Le descrizioni iperrealistiche si affiancano a allegorie, stacchi lirici, parentesi oniriche e rimandi al mito. Il costante riferimento alla leggenda di San Giorgio e il drago è emblematico nell’illuminare il dramma della comunità, comprenderne il senso e provare a scorgere un’idea di salvezza.
Lo sviluppo delle vicende nel tempo di un’estate, con un epilogo a trent’anni di distanza funzionale a raccontare i sentimenti del distacco, il dissidio interiore e una possibile via di liberazione da traumi radicati, si traduce anche sul piano formale in un’espressività densa di simbologie e pervasa dalla percezione di una finitezza nervosa, di una caducità resa in una luminosa e al contempo tetra sospensione.
In un luogo segnato irrimediabilmente dalle tensioni del dopoguerra e dall’emigrazione massiccia, dagli abbandoni e dai ritorni fugaci, il ricorso alla memoria pare l’unico attracco certo, in attesa di rivelarsi un abbaglio in grado di accentuare divisioni interne e amplificare lo stigma del diverso e della vittima.
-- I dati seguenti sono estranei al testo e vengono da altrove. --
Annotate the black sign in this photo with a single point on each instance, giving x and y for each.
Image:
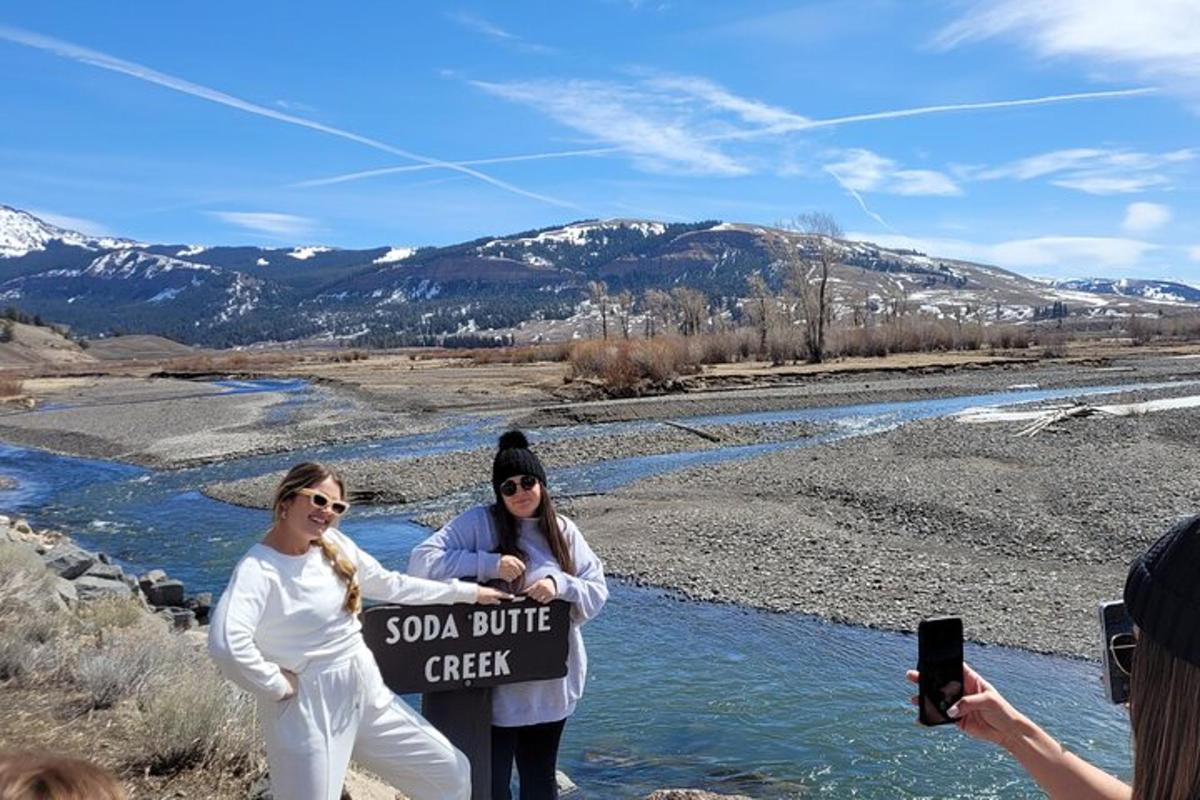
(438, 648)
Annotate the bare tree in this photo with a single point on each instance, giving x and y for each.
(761, 307)
(598, 293)
(624, 311)
(809, 263)
(693, 307)
(657, 305)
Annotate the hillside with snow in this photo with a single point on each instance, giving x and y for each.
(522, 286)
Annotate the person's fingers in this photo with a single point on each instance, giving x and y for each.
(970, 704)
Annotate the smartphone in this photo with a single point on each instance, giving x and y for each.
(1116, 650)
(940, 662)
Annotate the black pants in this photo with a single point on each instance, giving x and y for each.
(535, 750)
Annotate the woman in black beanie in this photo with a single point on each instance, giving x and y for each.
(1162, 595)
(520, 540)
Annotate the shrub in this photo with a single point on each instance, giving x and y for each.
(192, 716)
(112, 613)
(123, 661)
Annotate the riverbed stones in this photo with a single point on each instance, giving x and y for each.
(165, 593)
(69, 560)
(90, 587)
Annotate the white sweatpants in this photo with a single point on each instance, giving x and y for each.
(312, 737)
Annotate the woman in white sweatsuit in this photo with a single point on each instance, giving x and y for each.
(287, 630)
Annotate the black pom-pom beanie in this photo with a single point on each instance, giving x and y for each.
(514, 457)
(1163, 590)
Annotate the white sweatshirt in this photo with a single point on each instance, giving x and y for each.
(285, 612)
(465, 548)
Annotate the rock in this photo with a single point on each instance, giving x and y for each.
(108, 571)
(181, 619)
(165, 593)
(693, 794)
(66, 591)
(567, 788)
(90, 587)
(69, 560)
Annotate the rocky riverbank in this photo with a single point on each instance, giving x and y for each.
(1021, 536)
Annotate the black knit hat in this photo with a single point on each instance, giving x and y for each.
(515, 458)
(1163, 590)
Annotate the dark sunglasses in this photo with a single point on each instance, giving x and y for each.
(323, 501)
(1122, 647)
(509, 487)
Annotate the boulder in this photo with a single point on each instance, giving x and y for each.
(567, 788)
(165, 593)
(66, 591)
(109, 571)
(181, 619)
(91, 587)
(69, 560)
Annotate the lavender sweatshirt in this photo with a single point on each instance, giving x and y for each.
(463, 548)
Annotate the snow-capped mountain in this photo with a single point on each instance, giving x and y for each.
(22, 233)
(1163, 292)
(214, 294)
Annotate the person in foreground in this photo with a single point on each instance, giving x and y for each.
(522, 541)
(45, 776)
(287, 630)
(1162, 595)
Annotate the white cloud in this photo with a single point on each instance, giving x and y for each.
(660, 130)
(1157, 38)
(283, 226)
(142, 72)
(81, 224)
(1072, 256)
(869, 172)
(1092, 169)
(1145, 217)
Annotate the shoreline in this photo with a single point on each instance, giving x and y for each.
(1021, 536)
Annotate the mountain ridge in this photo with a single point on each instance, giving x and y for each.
(498, 287)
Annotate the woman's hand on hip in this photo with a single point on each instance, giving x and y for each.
(511, 567)
(489, 596)
(543, 590)
(293, 683)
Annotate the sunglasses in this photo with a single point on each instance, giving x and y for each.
(509, 487)
(1122, 647)
(323, 501)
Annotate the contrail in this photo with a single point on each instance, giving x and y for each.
(773, 130)
(862, 203)
(414, 168)
(105, 61)
(804, 125)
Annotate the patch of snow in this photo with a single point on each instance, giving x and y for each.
(395, 254)
(305, 253)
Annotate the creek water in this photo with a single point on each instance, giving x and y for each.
(679, 693)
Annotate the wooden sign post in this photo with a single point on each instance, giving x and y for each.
(453, 655)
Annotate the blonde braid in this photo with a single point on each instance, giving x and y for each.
(346, 571)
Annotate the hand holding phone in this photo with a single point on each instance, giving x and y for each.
(940, 663)
(1116, 650)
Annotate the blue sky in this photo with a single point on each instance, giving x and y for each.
(1053, 138)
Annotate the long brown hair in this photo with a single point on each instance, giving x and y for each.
(309, 474)
(37, 775)
(509, 533)
(1164, 709)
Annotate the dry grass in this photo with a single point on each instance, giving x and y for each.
(11, 386)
Il ruolo assegnato al ricordo assume una valenza decisiva in un’opera che non si riduce alla raffigurazione di una nostalgia indefinita e vuota, ma che elegge nel ricorso alla memoria individuale e collettiva lo strumento per maneggiare l’irrisolto e favorire una tregua tra passato e presente. Con Cuori in piena Alessio Torino compone un elogio del margine che nel muoversi tra la meraviglia e l’orrore lascia interrogativi sull’insensatezza del vivere, sull’abbaglio di ogni euforia, sul furore adolescente e l’annientamento adulto del sogno, sulla possibilità di riappacificarsi con un luogo capace di generare attrazione e repulsione, custode di rivelazioni su un cuore non fortificato, come dice il re di Danimarca a un addolorato Amleto.
“Uno spirito impaziente. Un giudizio assai rudimentale e incolto. Eppure, mi chiedo, provate fino all’ultima tutte le maschere e poi gettatele via perché nessuna combacia, che ruolo ci rimanga se non quello di Amleto”.